希彩は何となくそんな希望を抱いていたが、そんなに甘いはずがないのだとすぐに思い知らされた。
光希のことがなくなってから咲子も前ほど警戒してべったりと側にいるわけではない。
否、ついてくれようとしたのを希彩の意思で断ったのだ。
それで良いと思っていた。
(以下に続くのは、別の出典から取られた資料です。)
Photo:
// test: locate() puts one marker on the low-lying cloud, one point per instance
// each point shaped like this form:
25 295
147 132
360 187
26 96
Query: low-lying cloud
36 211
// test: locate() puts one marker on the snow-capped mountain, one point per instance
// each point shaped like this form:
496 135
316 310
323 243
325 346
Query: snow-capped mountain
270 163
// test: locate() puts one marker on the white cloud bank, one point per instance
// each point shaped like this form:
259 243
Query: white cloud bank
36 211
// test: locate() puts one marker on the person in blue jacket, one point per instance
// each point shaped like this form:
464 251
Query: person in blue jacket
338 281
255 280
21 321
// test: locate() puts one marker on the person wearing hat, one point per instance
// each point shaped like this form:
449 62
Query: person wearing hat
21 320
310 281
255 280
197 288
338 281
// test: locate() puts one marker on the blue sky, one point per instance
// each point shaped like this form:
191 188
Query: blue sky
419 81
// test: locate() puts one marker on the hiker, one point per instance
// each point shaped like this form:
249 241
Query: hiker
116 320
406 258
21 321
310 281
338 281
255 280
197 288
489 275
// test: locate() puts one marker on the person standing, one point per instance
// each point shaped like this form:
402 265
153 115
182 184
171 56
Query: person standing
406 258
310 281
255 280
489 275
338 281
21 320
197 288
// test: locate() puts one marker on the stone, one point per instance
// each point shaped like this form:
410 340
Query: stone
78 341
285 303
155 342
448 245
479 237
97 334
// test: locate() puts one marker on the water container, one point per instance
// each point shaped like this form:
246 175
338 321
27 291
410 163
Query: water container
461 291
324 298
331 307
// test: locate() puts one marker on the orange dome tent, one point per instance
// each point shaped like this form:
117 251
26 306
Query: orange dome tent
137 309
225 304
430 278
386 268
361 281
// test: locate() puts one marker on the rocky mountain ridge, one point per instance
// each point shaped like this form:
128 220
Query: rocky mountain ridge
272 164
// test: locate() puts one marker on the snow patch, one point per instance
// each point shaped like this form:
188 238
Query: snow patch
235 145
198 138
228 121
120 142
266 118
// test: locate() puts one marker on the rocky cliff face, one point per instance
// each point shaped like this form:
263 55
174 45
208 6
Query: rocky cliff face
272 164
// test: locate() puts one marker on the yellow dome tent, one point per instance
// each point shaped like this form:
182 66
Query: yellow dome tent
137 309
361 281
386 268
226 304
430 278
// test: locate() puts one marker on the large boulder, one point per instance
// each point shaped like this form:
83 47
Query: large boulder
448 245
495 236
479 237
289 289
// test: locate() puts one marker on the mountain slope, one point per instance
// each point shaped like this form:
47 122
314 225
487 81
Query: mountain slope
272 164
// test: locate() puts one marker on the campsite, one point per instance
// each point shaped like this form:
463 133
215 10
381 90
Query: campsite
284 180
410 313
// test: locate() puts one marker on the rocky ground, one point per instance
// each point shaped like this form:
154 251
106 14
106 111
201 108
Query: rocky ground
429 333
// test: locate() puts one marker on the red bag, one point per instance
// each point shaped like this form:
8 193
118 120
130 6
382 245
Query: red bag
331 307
怖いのは光希関係の人間だけだと思い込んでいた。
しかし、平和が訪れたと思っていた希彩は気付けば女子達に囲まれていた。皆、怖い顔をしている。
「光希のこと弄んだ次は遼ってわけ?」
きつい口調に希彩はたじろぐ。
弄んだなどとは、とんでもない話だ。
どちらかと言えば自分が弄ばれていたと思いながらも言えば怒られそうで、気弱な希彩が反論できるはずもない。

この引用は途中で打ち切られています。